With respect, the Supreme Court ruling is not helpful at a time when interprovincial rivalries are heating up in Canada, particularly with respect to the Trans Mountain pipeline. As British Columbia, Alberta, and Saskatchewan threaten each other with proposed restrictions on what may be allowed across their borders, it is important to understand the adverse impact of such restrictions on the Canadian economy. If the British Columbia Government is successful in derailing the legally approved pipeline project, prospective investors will understandably wonder if putting money into the Canadian economy is too risky a proposition – a point addressed in an earlier blog.
Not Just Beer Facing a Challenge at the Borders
The broader issue and concern is the extensive trade barriers that exist within Canada – covering far more than beer and adding major costs to doing business in this country.

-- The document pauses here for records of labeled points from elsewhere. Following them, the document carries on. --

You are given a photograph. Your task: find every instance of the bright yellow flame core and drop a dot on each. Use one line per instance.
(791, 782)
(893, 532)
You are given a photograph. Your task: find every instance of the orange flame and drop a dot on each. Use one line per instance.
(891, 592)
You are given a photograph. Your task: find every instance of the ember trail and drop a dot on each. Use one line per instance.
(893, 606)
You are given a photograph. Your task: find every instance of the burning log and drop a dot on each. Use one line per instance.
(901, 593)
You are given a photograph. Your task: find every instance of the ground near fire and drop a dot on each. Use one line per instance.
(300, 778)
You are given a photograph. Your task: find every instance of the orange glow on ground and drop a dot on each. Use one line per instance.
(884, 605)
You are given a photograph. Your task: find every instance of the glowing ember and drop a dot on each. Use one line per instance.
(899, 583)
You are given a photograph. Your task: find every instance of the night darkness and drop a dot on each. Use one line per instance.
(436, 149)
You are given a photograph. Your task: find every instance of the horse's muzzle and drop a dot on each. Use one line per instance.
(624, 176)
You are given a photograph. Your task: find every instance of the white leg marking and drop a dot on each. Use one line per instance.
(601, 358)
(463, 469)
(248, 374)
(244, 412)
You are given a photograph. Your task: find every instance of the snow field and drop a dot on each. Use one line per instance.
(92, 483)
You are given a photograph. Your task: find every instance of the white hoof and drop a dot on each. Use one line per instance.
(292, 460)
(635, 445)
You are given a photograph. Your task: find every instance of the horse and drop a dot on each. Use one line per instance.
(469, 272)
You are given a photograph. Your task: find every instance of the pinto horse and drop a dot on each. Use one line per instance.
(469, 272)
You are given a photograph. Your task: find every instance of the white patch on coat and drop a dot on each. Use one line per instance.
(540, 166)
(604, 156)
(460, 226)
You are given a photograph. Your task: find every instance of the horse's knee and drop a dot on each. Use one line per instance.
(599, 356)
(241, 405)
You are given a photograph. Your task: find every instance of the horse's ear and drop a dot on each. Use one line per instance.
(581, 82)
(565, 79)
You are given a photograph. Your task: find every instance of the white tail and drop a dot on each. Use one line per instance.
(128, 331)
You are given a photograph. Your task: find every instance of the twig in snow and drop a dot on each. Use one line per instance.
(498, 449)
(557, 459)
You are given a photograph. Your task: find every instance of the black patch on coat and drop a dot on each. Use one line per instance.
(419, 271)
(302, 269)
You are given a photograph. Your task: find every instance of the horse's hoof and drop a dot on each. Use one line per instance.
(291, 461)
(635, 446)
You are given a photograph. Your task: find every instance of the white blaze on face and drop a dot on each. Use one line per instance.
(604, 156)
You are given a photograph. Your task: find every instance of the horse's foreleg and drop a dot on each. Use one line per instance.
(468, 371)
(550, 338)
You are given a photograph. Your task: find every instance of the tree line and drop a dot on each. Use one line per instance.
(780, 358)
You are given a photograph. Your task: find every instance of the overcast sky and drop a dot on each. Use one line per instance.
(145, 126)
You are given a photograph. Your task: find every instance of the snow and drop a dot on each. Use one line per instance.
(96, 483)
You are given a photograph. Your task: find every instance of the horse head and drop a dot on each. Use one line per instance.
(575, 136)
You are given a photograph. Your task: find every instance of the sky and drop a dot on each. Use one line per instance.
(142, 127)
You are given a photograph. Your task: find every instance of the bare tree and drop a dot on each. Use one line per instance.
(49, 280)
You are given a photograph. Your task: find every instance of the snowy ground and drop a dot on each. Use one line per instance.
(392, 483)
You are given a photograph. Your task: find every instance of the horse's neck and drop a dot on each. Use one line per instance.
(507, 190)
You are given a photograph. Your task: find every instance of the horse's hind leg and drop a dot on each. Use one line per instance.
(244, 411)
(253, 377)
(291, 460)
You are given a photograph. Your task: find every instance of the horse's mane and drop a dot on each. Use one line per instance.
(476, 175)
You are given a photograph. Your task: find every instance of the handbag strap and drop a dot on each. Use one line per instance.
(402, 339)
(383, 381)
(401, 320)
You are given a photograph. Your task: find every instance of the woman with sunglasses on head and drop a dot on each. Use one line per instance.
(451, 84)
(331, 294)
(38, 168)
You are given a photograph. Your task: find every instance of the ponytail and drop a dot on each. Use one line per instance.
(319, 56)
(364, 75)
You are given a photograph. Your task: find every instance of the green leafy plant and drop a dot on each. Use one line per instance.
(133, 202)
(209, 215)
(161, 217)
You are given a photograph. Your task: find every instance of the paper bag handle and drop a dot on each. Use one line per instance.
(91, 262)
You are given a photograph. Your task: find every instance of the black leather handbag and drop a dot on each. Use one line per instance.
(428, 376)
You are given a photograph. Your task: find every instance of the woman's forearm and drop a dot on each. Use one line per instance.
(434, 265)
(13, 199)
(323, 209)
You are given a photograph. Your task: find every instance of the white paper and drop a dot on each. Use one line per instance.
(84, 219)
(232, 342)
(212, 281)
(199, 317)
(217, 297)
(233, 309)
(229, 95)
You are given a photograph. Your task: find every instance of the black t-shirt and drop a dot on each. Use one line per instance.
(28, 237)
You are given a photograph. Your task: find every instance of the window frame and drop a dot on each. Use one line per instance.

For example, since provincial rules vary with respect to the size of containers for certain products, businesses either have to run multiple production lines or to forego selling their product in some parts of the country. A truck carrying products across Canada encounters some half dozen variations in requirements concerning weight limits, axel size, tire measurements and even the definition of what constitutes a truck. It is difficult to imagine how these bizarre inconsistencies could be justified on the grounds – cited in the recent Supreme Court decision – that federalism in Canada allows for regional diversity and local concerns.

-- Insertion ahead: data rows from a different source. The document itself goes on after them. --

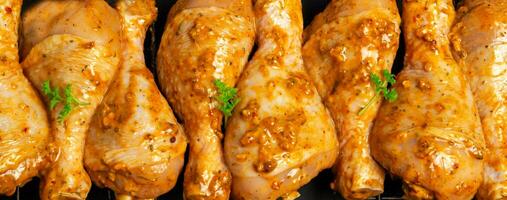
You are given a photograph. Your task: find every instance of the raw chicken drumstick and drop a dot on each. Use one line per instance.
(71, 52)
(205, 45)
(431, 135)
(280, 135)
(135, 146)
(24, 132)
(480, 43)
(345, 44)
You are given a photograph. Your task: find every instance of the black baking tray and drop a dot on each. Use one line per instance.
(317, 189)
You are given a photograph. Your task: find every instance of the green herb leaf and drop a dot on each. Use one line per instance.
(389, 77)
(226, 97)
(381, 87)
(54, 99)
(53, 94)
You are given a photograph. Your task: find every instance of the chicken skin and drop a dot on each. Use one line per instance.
(431, 135)
(24, 128)
(135, 145)
(340, 61)
(204, 42)
(71, 52)
(280, 135)
(480, 44)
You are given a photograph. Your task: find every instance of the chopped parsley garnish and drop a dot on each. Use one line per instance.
(69, 101)
(381, 88)
(226, 97)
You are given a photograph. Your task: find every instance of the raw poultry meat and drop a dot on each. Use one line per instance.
(135, 145)
(480, 44)
(431, 135)
(71, 52)
(24, 132)
(205, 43)
(344, 45)
(280, 135)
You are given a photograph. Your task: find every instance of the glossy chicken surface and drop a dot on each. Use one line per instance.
(204, 42)
(431, 135)
(280, 135)
(480, 43)
(24, 132)
(344, 45)
(135, 145)
(74, 45)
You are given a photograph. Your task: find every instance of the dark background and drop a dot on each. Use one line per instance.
(317, 189)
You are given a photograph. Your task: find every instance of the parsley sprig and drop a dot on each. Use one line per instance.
(226, 97)
(69, 101)
(381, 88)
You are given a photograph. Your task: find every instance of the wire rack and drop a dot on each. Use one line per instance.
(317, 189)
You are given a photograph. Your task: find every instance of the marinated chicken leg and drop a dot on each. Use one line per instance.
(71, 52)
(24, 132)
(340, 62)
(280, 135)
(480, 41)
(431, 135)
(135, 145)
(204, 42)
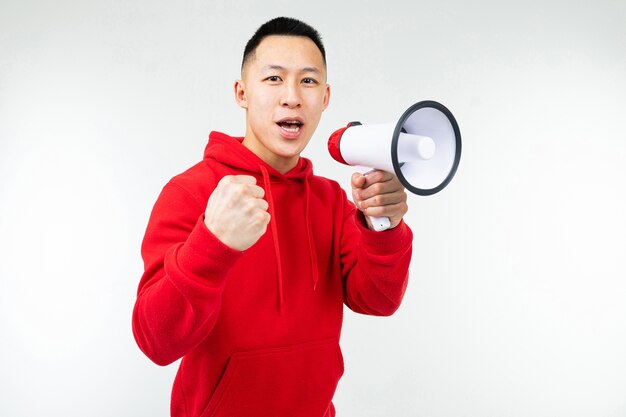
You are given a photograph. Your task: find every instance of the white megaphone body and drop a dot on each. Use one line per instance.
(423, 149)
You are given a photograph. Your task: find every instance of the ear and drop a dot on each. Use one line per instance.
(326, 97)
(240, 94)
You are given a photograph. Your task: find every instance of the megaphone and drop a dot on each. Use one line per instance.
(423, 149)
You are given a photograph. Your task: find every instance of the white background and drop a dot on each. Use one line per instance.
(517, 299)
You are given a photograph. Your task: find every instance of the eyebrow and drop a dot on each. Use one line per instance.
(281, 68)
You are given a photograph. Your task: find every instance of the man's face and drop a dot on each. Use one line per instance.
(284, 92)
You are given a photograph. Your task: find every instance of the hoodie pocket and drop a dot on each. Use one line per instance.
(288, 381)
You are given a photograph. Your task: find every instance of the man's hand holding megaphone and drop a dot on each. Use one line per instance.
(421, 151)
(379, 194)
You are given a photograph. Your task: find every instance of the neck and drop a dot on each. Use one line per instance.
(280, 164)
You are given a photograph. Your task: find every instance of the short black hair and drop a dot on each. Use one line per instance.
(285, 26)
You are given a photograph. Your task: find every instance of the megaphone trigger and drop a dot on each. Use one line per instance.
(378, 223)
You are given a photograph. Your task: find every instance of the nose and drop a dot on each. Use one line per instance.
(291, 96)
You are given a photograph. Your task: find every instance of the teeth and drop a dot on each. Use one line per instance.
(291, 126)
(294, 129)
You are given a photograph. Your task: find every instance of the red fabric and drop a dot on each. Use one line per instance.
(245, 352)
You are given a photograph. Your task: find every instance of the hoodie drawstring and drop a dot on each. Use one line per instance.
(279, 266)
(309, 232)
(274, 229)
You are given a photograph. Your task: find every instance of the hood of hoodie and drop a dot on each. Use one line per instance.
(230, 151)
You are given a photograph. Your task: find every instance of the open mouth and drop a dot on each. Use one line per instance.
(291, 126)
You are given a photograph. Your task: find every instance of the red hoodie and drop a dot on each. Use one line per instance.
(259, 330)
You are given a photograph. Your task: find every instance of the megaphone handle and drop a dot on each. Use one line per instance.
(378, 223)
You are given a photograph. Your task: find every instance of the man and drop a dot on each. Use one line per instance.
(249, 257)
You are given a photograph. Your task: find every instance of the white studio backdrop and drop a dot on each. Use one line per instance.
(517, 299)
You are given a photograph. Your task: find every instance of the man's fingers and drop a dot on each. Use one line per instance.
(384, 199)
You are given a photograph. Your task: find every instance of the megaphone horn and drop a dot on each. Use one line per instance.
(423, 148)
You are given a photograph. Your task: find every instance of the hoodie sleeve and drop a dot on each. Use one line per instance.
(179, 295)
(374, 264)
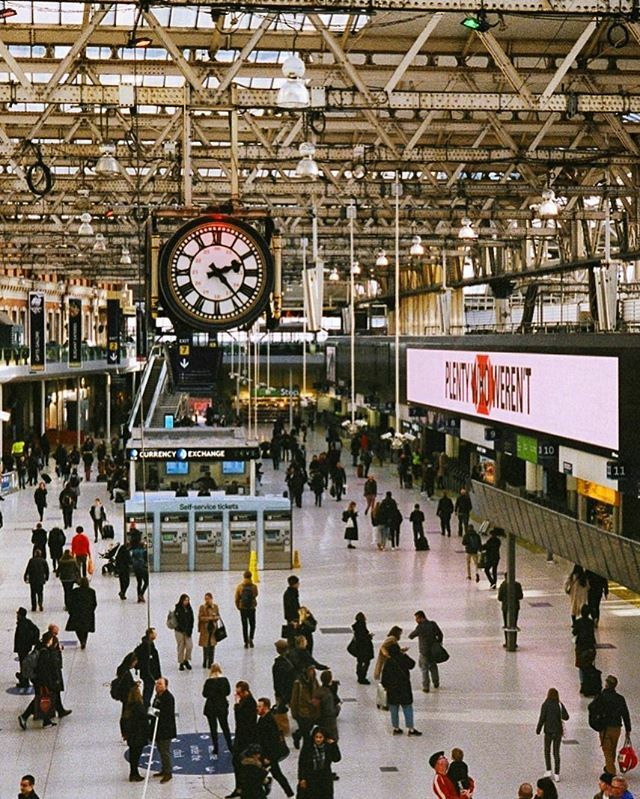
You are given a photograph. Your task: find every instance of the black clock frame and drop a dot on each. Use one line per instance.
(175, 309)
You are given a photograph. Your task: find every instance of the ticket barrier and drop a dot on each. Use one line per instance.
(174, 542)
(242, 538)
(208, 541)
(277, 540)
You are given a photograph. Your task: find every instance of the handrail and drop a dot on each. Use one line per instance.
(612, 556)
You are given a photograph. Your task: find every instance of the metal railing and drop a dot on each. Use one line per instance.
(613, 556)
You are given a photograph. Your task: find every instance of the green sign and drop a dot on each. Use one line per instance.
(527, 448)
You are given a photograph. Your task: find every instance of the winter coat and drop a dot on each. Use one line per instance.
(397, 680)
(578, 594)
(82, 607)
(207, 622)
(216, 691)
(350, 518)
(552, 714)
(363, 642)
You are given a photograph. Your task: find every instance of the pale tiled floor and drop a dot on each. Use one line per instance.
(487, 704)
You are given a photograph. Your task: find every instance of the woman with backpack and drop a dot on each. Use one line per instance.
(184, 621)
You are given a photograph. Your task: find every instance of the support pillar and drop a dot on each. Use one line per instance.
(511, 632)
(108, 409)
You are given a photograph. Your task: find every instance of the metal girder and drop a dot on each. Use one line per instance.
(559, 8)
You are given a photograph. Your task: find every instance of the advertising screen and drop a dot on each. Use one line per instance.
(570, 396)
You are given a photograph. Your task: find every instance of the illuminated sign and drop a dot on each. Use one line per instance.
(570, 396)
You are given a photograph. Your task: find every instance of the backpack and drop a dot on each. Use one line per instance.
(597, 714)
(116, 689)
(29, 664)
(246, 597)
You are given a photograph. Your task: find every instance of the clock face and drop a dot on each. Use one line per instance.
(215, 273)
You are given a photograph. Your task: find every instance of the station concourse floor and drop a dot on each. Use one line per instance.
(487, 703)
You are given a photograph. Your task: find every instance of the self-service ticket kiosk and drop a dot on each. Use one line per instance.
(174, 542)
(208, 540)
(277, 539)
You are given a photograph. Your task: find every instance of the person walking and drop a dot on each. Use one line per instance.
(136, 731)
(472, 543)
(164, 705)
(577, 588)
(463, 508)
(82, 611)
(183, 631)
(56, 542)
(122, 563)
(25, 637)
(370, 492)
(361, 647)
(36, 574)
(81, 549)
(68, 574)
(246, 601)
(315, 777)
(350, 519)
(216, 691)
(140, 564)
(396, 679)
(208, 618)
(444, 511)
(273, 746)
(613, 708)
(491, 549)
(40, 498)
(552, 714)
(98, 517)
(598, 587)
(148, 663)
(245, 712)
(427, 632)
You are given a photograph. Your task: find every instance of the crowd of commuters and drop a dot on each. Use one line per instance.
(255, 727)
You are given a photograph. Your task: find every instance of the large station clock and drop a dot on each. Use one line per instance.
(215, 273)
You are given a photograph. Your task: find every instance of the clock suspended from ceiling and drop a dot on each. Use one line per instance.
(215, 273)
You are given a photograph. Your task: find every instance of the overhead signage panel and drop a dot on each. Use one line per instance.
(571, 396)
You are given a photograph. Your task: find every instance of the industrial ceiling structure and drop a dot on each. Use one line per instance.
(528, 101)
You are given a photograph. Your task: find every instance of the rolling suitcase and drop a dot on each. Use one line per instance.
(381, 697)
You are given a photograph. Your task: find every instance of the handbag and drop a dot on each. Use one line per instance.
(44, 705)
(220, 633)
(627, 757)
(438, 653)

A Senate Committee report in 2006 estimated that interprovincial trade barriers reduced Canada’s GDP by between $50 billion and $130 billion, and that negative impact has only increased over the years since. Canada has understandably been preoccupied lately with NAFTA, the free trade agreement it has with the U.S. and Mexico. But it is long past time to establish free trade within Canada by removing the many unacceptable and expensive restrictions that provinces have established over the years. Instead, the recent Supreme Court decision is enough to leave us crying in our beer!